Nearly 20 percent of all incoming freshmen qualify for the program, and the Office of Financial Aid goes out of its way to make sure everyone eligible takes advantage.

Among the thousands who have benefitted from the program is Violeta Flores, who graduated in May from the Walter Scott, Jr. College of Engineering with a degree in electrical engineering. She was the first in her family to attend college and chose CSU – in part because of the CSU Tuition Assistance Grant.

“As someone who didn’t have the means to pay for college, that Tuition Assistance Grant, among other scholarships, definitely helped me to not always have to work 40 hours a week while going to school,” she said. “It allowed me to pay for my dorm, pay for my tuition, pay for my books. It was just something that I didn’t have to worry about.”

Flores, who grew up in Colorado Springs, now works for Lockheed Martin in Englewood, Colorado, in electrical ground support systems for hypersonic missiles.

More than financial support

Thanks to programs within CSU’s Student Success Initiative that help students earn degrees, those who receive CTAG funds graduate at a rate just 3% below that of the overall student body.
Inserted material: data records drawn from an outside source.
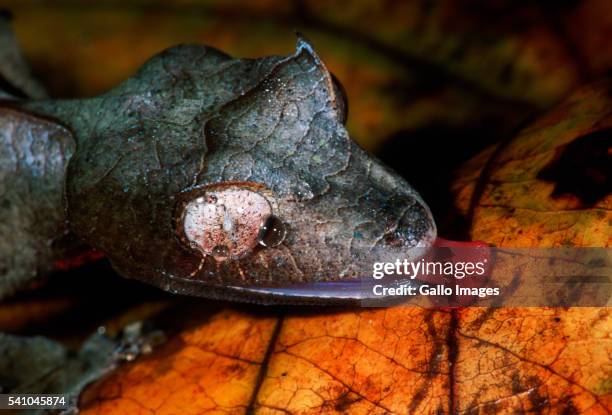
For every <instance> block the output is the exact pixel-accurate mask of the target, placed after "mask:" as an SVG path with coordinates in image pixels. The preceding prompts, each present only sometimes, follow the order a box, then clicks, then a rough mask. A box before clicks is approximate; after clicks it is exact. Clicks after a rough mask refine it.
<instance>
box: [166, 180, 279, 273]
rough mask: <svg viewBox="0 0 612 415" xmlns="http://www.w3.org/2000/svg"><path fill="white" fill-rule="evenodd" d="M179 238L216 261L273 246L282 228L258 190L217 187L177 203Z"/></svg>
mask: <svg viewBox="0 0 612 415" xmlns="http://www.w3.org/2000/svg"><path fill="white" fill-rule="evenodd" d="M181 209H182V213H181V219H182V220H181V222H180V223H179V229H178V232H179V236H180V237H181V240H182V241H183V242H184V243H185V245H187V246H189V247H190V248H191V249H193V250H195V251H197V252H199V253H200V254H202V255H205V256H211V257H213V258H214V259H215V260H217V261H226V260H234V259H239V258H242V257H243V256H246V255H248V254H249V253H251V252H252V251H253V250H254V249H255V248H256V247H257V246H258V245H261V246H264V247H274V246H277V245H279V244H280V243H281V242H282V241H283V240H284V238H285V225H284V224H283V222H282V221H281V220H280V219H279V218H278V217H276V216H274V215H273V214H272V206H271V204H270V202H269V200H268V199H267V198H266V197H265V196H264V195H263V194H262V193H260V192H259V191H257V190H255V189H248V188H243V187H239V186H223V187H221V186H219V187H212V188H208V189H206V191H205V192H204V193H202V191H201V190H200V191H198V192H197V193H196V194H195V195H191V196H190V197H189V200H187V201H186V202H185V203H182V204H181Z"/></svg>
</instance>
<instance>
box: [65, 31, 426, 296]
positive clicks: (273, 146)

Considering that many of them are first-generation students without strong academic support from within their families, that rate is particularly impressive.

“That 3% is a good number,” Frank said. “We should take a minute and be proud of it – then roll up our sleeves and work to make it zero.”

“That 3% is a good number. We should take a minute and be proud of it – then roll up our sleeves and work to make it zero.”

— Tony Frank, CSU System chancellor

CTAG has become a valuable recruiting tool, helping CSU attract the best and brightest – students like Flores, who was accepted at 19 of the 21 colleges to which she applied. So, not only is CSU providing opportunities to all qualified students, CTAG makes it possible for the cream of the crop to become Rams.

Leslie Taylor, vice president of Enrollment and Access, is concerned, however, that the COVID-19 pandemic once again has low-income students thinking they can’t afford a CSU education. Even though she knows many students’ parents have lost their jobs, she’s encouraging students to contact the Office of Financial Aid and work with counselors there to take advantage of CTAG and find a solution.

“It is such a privilege to be part of an institution that so fully embraces the land-grant mission – and not just by words, but also through persistent effort, active planning, allocation of resources and a growing accountability of outcomes,” she said. “CTAG is among the best demonstrations of that commitment to our students.”

Looking back

The plan hatched by Frank, McConathy and countless others across campus 10 years ago seemed radical at the time but now has been embraced, in various forms, by other colleges and universities across the country, including CSU-Pueblo.

And while Frank accomplished many things during his tenure – the physical transformation of campus, the addition of hundreds of new scholarships, expanded enrollment, $1.6 billion in private donations, etc. – CTAG still holds a special place in his heart. Like McConathy, he takes great pride in what the program has become and the people it has served.

“CTAG is one of the things I’m proudest of,” he said. “Like a lot of those moments, it seemed very important at the time – and it turns out that we were right. To think that 19,000 kids had a chance to come here because of that program – and the ripples that has caused for them and their families that will last for generations – well, if you’re not proud of that you probably should find a different line of work.”